The mayor of London has warned the Metropolitan police that it has taken too long to stamp out prejudice in the ranks.
Sadiq Khan backed the Met’s new head of diversity, Ch Supt Victor Olisa, who used a Guardian interview on Tuesday to say police failings on race were damaging the force and leading to discrimination against its staff and the public it serves.
Olisa, who starts his new job next week, said reforms had been too slow and added that he feared discrimination was continuing and blocking ethnic minority officers, including himself, from winning promotion.

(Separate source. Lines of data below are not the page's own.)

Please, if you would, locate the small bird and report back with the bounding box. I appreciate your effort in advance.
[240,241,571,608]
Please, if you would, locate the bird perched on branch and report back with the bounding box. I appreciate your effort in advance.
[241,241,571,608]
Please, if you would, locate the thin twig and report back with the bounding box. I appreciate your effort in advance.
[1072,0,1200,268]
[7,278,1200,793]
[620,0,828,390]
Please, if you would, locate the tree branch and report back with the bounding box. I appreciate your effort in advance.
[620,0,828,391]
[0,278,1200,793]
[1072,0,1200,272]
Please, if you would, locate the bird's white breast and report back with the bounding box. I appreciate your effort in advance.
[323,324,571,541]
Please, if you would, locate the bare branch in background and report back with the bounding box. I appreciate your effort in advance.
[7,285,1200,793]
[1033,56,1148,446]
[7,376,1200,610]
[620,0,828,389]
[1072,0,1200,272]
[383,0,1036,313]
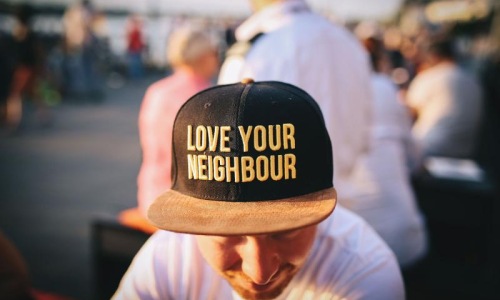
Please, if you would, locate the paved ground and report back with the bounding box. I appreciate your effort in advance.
[0,76,158,299]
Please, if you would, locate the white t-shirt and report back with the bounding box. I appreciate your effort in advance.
[113,206,405,300]
[407,62,483,158]
[219,0,371,203]
[346,74,427,266]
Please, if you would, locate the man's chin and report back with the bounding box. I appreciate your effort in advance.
[233,285,286,300]
[226,266,297,300]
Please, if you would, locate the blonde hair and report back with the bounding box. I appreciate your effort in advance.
[167,27,217,67]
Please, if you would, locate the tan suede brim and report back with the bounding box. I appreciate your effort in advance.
[148,187,337,235]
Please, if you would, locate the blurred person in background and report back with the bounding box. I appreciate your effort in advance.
[127,15,145,79]
[219,0,371,212]
[406,37,483,158]
[5,5,50,133]
[63,0,103,99]
[342,37,427,267]
[0,230,71,300]
[120,25,219,232]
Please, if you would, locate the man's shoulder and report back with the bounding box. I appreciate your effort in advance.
[321,205,392,256]
[298,206,404,299]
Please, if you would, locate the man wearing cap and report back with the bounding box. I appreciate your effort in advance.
[218,0,372,204]
[113,80,404,300]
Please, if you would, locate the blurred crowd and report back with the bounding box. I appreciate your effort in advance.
[0,1,500,298]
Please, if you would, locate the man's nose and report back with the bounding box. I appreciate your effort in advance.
[241,237,280,285]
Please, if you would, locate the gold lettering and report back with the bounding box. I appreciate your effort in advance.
[226,156,240,182]
[283,123,295,149]
[214,155,226,182]
[241,156,255,182]
[195,125,207,151]
[253,125,267,152]
[268,125,281,151]
[238,126,253,152]
[220,126,231,152]
[188,154,198,179]
[198,155,208,180]
[208,126,219,151]
[187,125,196,151]
[285,153,297,179]
[271,155,283,181]
[255,155,269,181]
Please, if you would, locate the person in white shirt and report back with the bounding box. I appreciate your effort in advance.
[406,37,483,158]
[341,37,427,268]
[218,0,372,201]
[113,79,405,300]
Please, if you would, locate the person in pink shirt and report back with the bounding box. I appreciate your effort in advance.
[119,27,219,232]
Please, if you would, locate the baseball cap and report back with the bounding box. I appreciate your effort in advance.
[148,79,337,235]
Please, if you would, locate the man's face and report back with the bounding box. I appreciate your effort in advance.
[196,225,317,299]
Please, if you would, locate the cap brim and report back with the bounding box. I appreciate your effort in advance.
[148,187,337,235]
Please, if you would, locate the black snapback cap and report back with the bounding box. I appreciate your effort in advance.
[148,79,336,235]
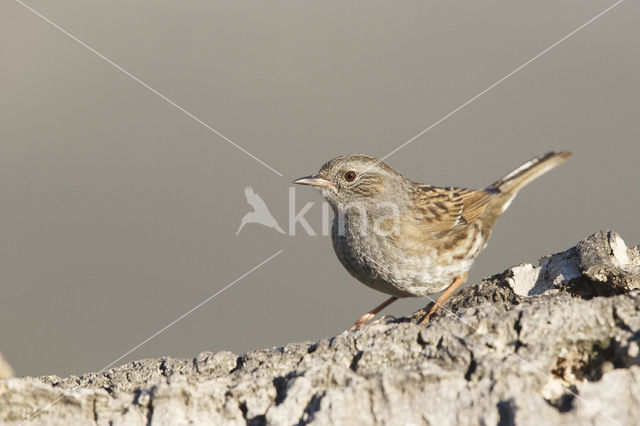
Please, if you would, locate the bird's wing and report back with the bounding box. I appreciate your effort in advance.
[410,185,500,237]
[244,186,269,211]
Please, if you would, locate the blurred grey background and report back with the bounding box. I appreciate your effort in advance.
[0,0,640,375]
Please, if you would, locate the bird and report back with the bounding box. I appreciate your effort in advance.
[236,186,284,235]
[293,151,572,331]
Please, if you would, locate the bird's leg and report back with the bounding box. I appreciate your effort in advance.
[347,296,398,331]
[418,273,469,324]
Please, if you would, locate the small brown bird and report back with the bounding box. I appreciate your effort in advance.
[294,152,571,331]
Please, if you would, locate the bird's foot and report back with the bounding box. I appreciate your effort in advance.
[347,312,376,332]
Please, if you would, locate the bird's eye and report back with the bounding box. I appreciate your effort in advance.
[344,170,356,182]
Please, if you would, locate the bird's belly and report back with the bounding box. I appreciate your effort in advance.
[332,225,474,297]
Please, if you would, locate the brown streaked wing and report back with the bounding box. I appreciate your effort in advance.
[404,185,500,237]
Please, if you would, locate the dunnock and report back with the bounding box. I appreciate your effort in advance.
[294,152,571,330]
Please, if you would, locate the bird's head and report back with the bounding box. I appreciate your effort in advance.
[293,155,411,211]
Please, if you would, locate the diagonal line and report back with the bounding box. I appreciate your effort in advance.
[20,250,282,426]
[416,296,622,426]
[15,0,282,176]
[378,0,624,162]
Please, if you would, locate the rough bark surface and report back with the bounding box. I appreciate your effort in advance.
[0,231,640,425]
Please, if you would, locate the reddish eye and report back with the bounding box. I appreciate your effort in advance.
[344,170,356,182]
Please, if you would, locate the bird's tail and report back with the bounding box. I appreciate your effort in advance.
[489,151,571,195]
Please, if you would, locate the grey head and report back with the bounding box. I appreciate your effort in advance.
[293,154,413,212]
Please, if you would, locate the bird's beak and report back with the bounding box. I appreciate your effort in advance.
[293,175,333,188]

A spokesperson for Khan, who was elected in May, said the mayor would be looking for answers from Sir Bernard Hogan-Howe, the commissioner of the Met. “He (Khan) agrees that progress in this area over recent years has taken too long and over the coming months, he looks forward to working with the commissioner to do everything possible to create a Met that is as diverse as London’s population.”
Currently 12% of Met officers are from ethnic minorities, while London is 40% black and minority ethnic (BME), and that proportion is forecast to grow. It represents a 28 percentage point gap – the biggest in Britain – meaning the Met is short of thousands of ethnic minority officers.
Khan’s spokesperson added: “The mayor takes this issue extremely seriously, and is adopting a zero-tolerance approach to every type of discrimination. He wants to see a police service that looks like the communities it is charged with keeping safe – that all Londoners can identify with and have confidence in.”
Olisa moves to the role of the Met’s Strategic Lead for Diversity and Inclusion from his current post as borough commander in Haringey, north London, covering the Tottenham area, a flashpoint for police over decades, including dealing with the fallout from the Mark Duggan shooting and the 2011 riots.
He warned that the Met’s longstanding failings on race were damaging its legitimacy ability to police by consent, which is a central tenet of British law enforcement. The issue of race continues to haunt policing around the country, despite promises of reform stretching back decades.
The Met has previously backed positive discrimination to boost ethnic minority officer numbers, which Theresa May’s home office declined to support. Technically the Met is answerable to the mayor of London, and in effect also to the home secretary.
In his Guardian interview, Olisa said the Met was failing across the board on race, including at street level: “My view is that on occasions we work on stereotypes and that stereotypes of black men being more aggressive, more confrontational, is a stereotype that plays on some officers’ minds and that can lead to a different level of policing style and force being used on a black suspect than it probably would do otherwise.”
He said this may have been a factor in deaths after contact with the police, including cases such as Roger Sylvester and Cynthia Jarrett. He added: “If you look at the circumstances leading up to instances of some people who have died in custody, it points to a disproportionate level of force being used.”